In Italia, le donne in gravidanza sono protette dalla legge per garantire la loro salute e quella del bambino. Solo in casi eccezionali e giustificati possono correre il rischio di essere licenziate. Il datore di lavoro, anche nell’ambito del lavoro domestico, deve fornire una giustificazione adeguata e documentata per il licenziamento e dimostrare che non ci sono alternative meno drastiche.
Nel caso specifico della sentenza che affronteremo nel corso di questo articolo, il tribunale di Roma ha stabilito che il licenziamento della donna incinta è avvenuto per giusta causa: il datore di lavoro domestico, infatti, ha fornito in sede giudiziale prove e giustificazioni adeguate al caso.
LICENZIAMENTO PER GIUSTA CAUSA IN GRAVIDANZA: OGGETTO DELLA SENTENZA
Il licenziamento per giusta causa durante il periodo di gravidanza è una questione giuridica delicata e controversa, che può avere gravi conseguenze per le donne lavoratrici. Una recente sentenza del Tribunale di Roma, la n. 4201/2019 pubblicata il 06/05/2019, ha affrontato questo tema in modo chiaro e deciso.
Secondo la legge italiana, le donne in gravidanza godono di una serie di tutele specifiche per proteggere la loro salute e quella del loro bambino. In particolare, la legge prevede che le donne in gravidanza non possano essere licenziate tranne che in casi eccezionali e giustificati.
La sentenza riguarda un caso specifico, il RG n. 8187/2018, in cui una donna lavoratrice incinta è stata licenziata dal suo datore di lavoro per motivi disciplinari. La donna, infatti, non è tornata al lavoro dalle ferie trascorse nel suo paese di origine. Dopo le prime telefonate e messaggi telefonici, la lavoratrice è tornata senza dare alcuna documentazione medica a giustificazione delle assenze. Il giorno successivo al suo rientro si è allontanata dal luogo di lavoro interrompendo il servizio per andare in Pronto Soccorso, senza però comunicare alcunché al datore.
Naturalmente l’assenza della lavoratrice creava molteplici problemi all’organizzazione familiare poiché i genitori contavano su lei per la gestione del loro bambino (scuola e nuoto). Il datore di lavoro ha provveduto ad inviare la prima contestazione scritta al domicilio eletto contrattualmente per il rapporto di lavoro.

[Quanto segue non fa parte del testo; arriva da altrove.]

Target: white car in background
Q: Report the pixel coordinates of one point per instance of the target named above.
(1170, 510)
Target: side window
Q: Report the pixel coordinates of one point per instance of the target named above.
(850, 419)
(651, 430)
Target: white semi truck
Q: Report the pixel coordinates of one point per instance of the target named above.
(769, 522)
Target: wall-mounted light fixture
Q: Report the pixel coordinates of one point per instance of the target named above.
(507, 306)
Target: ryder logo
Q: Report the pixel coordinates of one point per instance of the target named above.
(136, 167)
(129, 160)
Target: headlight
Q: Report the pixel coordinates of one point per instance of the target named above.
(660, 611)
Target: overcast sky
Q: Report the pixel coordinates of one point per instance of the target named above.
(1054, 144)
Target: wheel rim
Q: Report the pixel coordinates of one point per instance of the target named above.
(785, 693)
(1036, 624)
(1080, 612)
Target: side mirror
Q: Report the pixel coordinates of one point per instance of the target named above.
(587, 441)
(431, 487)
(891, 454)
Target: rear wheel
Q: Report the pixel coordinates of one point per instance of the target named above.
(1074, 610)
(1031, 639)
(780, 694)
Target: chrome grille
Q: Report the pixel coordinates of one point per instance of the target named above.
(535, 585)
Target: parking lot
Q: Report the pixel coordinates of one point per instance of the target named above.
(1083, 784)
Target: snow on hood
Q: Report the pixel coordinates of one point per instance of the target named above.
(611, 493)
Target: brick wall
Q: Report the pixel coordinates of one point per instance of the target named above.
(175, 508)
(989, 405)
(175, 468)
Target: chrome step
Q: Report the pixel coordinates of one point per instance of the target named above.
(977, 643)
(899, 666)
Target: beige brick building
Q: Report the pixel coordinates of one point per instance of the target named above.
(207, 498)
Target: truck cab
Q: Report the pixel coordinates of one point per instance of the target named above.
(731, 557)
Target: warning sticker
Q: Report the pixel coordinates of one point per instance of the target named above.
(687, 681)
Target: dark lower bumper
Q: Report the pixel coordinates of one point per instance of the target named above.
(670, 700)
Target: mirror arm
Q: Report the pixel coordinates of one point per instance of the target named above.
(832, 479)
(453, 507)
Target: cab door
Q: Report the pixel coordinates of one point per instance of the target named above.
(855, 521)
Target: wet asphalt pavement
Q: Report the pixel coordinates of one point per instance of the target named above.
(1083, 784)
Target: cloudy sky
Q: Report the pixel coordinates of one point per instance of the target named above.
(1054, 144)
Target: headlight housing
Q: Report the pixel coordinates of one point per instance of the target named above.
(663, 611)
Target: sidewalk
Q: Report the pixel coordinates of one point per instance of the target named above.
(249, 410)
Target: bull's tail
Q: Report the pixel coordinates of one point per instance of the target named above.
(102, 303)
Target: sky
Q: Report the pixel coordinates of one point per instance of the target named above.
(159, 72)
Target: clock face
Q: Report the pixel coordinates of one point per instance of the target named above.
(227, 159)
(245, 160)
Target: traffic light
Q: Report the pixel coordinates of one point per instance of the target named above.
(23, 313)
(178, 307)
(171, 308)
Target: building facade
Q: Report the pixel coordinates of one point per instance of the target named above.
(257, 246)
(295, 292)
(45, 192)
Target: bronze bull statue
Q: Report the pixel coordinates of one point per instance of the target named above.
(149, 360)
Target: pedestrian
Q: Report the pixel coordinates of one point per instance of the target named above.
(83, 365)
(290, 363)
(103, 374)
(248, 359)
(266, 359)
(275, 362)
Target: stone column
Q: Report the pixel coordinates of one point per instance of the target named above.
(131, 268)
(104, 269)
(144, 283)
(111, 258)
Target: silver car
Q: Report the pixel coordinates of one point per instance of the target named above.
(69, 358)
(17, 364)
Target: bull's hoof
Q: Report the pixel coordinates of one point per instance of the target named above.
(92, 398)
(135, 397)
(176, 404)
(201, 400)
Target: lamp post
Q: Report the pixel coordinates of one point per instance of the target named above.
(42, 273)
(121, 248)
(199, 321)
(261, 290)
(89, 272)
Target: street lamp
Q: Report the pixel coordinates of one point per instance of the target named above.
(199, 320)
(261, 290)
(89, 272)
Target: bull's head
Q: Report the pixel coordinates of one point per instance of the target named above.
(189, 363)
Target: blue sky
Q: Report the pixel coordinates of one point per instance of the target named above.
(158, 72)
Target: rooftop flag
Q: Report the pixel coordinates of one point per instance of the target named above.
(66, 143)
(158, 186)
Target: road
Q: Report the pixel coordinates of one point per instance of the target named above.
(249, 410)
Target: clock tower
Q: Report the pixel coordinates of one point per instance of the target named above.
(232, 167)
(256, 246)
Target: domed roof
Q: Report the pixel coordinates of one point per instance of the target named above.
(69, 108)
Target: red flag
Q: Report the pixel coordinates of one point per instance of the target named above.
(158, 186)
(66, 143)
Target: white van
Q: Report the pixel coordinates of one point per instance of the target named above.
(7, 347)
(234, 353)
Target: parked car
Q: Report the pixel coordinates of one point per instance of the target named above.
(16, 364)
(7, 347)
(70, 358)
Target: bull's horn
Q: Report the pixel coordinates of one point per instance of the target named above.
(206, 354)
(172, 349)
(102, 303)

Il contratto di lavoro della donna prevedeva anche la convivenza presso la famiglia datrice: questa condizione non è stata rispettata dalla lavoratrice, che ha invece mantenuto questa irresponsabile condotta, fatta di assenze imprevedibili e di disagi alla famiglia datrice, per alcune settimane. Ancora più significativo, non ha fornito traccia di documentazione che attestasse il suo stato interessante, se non dei messaggi sms in cui la stessa, asseriva di aver iniziato la gravidanza.
La sentenza ha così applicato l’articolo 24, comma 3, del C.C.N.L. Lavoratori Domestici, il quale stabilisce che “dall’inizio della gravidanza, purché intervenuta nel corso del rapporto di lavoro, e fino alla cessazione del congedo di maternità, la lavoratrice non può essere licenziata, salvo che per giusta causa. Le dimissioni rassegnate dalla lavoratrice in tale periodo sono inefficaci ed improduttive di effetti se non comunicate in forma scritta e convalidate con le modalità di cui all’articolo 39 comma 10. Le assenze non giustificate entro cinque giorni, ove non si verifichino cause di forza maggiore, sono da considerare giusta causa di licenziamento della lavoratrice”.
In conclusione, l’esisto della sentenza vede convalidare il licenziamento intimato alla lavoratrice domestica in stato di gravidanza per giusta causa, per avere la stessa mancato di “giustificare al datore di lavoro il motivo delle proprie reiterate protratte assenze”. In udienza il datore di lavoro ha provato la condotta della lavoratrice e le contestazioni. Di contro, la lavoratrice, non ha provato di aver consegnato al datore un documento attestante l’inizio di gravidanza.